26/09/16 à 15:03 - Mise à jour à 15:03

'Ce patron de banque est récompensé pour ses erreurs... et impossible à virer'

J'aurais pu démarrer cette séquence par "c'est l'histoire d'un mec..." comme aurait dit Coluche. Et c'est vrai, c'est l'histoire d'un patron de banque bien comme il faut, John Stumpf, âgé de 63 ans, dirigeant de la banque américaine Wells Fargo...

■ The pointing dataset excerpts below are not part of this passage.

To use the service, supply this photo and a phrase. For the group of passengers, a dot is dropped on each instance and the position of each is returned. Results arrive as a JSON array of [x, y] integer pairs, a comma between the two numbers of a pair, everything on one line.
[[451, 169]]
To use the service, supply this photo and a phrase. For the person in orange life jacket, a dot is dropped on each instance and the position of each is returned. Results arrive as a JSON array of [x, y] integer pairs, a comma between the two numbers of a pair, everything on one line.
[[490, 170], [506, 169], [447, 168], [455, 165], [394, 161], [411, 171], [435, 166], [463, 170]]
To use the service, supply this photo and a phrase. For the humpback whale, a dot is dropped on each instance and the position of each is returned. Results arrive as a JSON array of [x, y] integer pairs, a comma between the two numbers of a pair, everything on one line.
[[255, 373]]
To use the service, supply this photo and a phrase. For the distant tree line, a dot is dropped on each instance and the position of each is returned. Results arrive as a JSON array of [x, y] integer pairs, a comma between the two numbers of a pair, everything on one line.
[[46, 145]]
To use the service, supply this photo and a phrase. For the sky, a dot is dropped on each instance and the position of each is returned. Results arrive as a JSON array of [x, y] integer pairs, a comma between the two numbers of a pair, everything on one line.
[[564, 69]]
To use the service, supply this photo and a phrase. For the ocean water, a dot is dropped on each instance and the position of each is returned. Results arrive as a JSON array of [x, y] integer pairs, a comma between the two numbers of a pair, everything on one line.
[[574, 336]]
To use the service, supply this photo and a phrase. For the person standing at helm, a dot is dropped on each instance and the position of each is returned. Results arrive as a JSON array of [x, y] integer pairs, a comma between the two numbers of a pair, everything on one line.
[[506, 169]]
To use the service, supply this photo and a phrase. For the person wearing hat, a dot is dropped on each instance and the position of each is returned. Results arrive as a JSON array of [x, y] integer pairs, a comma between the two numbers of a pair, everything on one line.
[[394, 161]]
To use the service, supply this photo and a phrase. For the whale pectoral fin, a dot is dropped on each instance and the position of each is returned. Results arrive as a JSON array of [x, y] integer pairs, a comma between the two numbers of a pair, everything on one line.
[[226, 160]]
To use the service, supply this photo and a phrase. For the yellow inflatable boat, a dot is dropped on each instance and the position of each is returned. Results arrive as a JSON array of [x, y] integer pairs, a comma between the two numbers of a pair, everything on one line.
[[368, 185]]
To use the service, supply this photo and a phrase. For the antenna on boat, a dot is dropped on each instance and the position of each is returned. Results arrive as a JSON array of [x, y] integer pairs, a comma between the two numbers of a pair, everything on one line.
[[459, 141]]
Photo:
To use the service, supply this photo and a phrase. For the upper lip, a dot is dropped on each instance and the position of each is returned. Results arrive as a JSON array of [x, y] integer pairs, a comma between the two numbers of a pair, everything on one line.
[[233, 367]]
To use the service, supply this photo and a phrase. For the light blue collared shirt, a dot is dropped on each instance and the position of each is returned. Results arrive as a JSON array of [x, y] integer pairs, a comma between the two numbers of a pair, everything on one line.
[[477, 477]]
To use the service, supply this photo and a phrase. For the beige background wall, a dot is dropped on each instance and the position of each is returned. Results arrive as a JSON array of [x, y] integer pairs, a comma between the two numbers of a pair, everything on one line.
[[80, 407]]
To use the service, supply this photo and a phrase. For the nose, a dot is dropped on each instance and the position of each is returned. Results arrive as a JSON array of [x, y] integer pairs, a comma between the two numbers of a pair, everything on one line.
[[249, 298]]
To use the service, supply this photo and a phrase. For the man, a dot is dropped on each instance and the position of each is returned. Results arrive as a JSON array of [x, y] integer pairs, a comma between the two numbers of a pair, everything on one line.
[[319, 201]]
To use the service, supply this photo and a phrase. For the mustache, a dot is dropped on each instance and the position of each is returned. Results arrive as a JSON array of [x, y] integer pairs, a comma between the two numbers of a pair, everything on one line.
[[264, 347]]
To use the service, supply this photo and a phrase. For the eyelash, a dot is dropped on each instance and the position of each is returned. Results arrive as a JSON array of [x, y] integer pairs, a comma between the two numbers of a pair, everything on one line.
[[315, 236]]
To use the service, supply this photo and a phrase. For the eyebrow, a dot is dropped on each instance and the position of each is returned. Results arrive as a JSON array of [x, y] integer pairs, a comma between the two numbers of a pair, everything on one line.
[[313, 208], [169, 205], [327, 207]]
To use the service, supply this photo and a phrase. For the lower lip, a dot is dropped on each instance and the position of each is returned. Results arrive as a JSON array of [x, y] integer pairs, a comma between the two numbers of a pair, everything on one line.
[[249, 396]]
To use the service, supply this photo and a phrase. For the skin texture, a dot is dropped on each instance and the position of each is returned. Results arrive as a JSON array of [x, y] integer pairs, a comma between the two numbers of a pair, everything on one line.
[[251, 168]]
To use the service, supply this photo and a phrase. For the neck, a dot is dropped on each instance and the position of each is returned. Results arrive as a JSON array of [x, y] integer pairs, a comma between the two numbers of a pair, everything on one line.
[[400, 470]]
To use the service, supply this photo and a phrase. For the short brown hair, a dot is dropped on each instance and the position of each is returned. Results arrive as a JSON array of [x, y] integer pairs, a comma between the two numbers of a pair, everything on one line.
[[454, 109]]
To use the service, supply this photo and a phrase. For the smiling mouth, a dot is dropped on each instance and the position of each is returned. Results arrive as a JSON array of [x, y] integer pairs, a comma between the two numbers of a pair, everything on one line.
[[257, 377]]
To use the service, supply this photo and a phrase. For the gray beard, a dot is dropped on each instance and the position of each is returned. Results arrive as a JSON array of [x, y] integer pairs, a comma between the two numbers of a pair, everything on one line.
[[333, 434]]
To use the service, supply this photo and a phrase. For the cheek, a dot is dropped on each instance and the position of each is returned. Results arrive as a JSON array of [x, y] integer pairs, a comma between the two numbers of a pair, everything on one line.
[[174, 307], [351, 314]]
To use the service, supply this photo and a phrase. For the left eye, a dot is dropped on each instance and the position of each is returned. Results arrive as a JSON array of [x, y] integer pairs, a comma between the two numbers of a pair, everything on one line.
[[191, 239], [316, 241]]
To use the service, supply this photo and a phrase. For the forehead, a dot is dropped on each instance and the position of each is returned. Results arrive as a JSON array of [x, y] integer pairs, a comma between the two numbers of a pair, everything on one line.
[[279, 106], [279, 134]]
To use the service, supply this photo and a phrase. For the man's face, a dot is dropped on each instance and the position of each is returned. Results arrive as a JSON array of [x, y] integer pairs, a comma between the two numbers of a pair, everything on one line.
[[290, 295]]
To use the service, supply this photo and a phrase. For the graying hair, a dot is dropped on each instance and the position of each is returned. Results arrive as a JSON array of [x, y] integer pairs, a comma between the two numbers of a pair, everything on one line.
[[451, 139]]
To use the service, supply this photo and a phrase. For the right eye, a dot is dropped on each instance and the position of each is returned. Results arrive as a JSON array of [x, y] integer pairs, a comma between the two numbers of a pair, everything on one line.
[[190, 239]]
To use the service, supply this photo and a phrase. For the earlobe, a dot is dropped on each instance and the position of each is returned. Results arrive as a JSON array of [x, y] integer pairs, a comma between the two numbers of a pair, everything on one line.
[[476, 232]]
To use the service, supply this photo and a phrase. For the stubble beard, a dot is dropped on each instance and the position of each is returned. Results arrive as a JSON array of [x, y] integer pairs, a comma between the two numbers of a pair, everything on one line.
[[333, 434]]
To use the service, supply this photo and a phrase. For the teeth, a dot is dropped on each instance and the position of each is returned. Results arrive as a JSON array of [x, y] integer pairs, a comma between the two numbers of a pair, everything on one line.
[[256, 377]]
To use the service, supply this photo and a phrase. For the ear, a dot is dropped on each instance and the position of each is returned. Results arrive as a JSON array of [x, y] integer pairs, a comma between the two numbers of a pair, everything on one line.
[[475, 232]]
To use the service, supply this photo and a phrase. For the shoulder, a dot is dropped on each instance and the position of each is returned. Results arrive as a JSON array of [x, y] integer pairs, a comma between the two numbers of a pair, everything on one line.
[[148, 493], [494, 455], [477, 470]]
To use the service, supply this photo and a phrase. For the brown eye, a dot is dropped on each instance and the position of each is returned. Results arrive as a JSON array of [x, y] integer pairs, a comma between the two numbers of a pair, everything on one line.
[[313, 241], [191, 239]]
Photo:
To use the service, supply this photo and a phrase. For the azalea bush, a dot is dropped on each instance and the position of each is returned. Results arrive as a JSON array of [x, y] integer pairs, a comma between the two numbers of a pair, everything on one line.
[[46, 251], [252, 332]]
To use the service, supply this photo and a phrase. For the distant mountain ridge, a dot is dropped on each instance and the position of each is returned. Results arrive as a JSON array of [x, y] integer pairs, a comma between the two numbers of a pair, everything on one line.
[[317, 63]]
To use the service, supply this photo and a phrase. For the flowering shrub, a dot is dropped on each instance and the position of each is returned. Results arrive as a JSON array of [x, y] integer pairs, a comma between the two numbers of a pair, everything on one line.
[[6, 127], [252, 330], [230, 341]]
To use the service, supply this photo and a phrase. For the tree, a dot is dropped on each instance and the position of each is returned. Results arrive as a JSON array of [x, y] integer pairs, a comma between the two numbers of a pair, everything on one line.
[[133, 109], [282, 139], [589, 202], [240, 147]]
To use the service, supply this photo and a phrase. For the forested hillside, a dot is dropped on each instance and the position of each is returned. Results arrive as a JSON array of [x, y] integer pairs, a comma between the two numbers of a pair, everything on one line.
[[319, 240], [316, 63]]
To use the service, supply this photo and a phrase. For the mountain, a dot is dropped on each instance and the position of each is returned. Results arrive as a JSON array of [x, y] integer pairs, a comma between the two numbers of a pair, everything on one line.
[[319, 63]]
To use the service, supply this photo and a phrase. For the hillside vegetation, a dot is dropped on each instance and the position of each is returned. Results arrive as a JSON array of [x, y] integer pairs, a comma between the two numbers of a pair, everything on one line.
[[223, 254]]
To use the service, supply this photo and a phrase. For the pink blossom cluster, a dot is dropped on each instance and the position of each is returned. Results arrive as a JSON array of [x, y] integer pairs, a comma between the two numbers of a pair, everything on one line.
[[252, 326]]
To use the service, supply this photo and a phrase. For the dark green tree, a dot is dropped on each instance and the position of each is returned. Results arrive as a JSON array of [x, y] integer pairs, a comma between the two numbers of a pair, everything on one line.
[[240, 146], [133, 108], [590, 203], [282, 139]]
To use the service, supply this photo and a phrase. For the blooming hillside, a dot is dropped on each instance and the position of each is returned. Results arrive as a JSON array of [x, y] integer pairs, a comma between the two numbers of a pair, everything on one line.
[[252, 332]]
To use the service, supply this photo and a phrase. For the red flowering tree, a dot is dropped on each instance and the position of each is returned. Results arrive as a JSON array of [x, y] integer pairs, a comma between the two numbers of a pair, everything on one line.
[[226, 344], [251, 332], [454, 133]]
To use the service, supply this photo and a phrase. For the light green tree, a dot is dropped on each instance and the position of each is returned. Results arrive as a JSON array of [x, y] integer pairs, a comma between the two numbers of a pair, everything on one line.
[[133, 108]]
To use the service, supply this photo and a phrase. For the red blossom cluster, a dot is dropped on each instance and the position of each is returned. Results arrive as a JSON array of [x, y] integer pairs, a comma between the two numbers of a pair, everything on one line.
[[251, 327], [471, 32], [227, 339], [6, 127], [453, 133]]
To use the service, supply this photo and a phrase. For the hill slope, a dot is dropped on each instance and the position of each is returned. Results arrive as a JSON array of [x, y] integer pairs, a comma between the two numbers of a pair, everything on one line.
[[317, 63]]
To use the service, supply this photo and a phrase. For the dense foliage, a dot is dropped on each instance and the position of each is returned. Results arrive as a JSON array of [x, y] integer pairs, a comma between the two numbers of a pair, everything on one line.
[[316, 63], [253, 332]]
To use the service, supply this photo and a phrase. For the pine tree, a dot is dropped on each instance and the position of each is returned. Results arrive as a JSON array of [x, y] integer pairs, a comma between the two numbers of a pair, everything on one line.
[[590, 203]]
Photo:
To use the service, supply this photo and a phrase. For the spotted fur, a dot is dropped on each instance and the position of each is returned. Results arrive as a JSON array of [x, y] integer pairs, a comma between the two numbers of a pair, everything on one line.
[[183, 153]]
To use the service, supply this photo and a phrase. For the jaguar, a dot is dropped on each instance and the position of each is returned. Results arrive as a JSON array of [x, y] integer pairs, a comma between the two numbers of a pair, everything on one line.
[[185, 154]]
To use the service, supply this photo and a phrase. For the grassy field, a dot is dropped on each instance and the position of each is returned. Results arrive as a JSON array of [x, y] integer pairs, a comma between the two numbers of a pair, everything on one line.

'Ce patron de banque est récompensé pour ses erreurs... et impossible à virer'

John Stumpf © Reuters

Ce nom ne vous dit sans doute rien car cette banque n'est pas connue de ce côté-ci de l'Atlantique. Pourtant, c'est la plus grande banque américaine encensée par tous les analystes et commentateurs. A l'inverse de ses concurrentes, elle ne s'était en effet pas lancée dans la commercialisation de produits financiers toxiques.

Elle a pu traverser la crise de 2008 quasiment sans égratignures. A tel point que Warren Buffet, investisseur avisé et deuxième homme le plus riche au monde, a pris une participation importante dans la Wells Fargo.

Le gros souci, c'est qu'on vient de découvrir que la belle image de cette banque est en quelque sorte bidon. On s'en est rendu compte quand le gendarme financier américain lui a infligé une amende de 185 millions de dollars.

Pourquoi ? Pendant des années, une partie des employés de cette banque américaine avaient ouvert illégalement des millions de comptes et de cartes de crédit à l'insu des clients. Leur but : atteindre les objectifs de cross-selling - cette technique qui consiste à motiver les employés pour qu'ils vendent un maximum de produits ou services bancaires - fixés par la direction.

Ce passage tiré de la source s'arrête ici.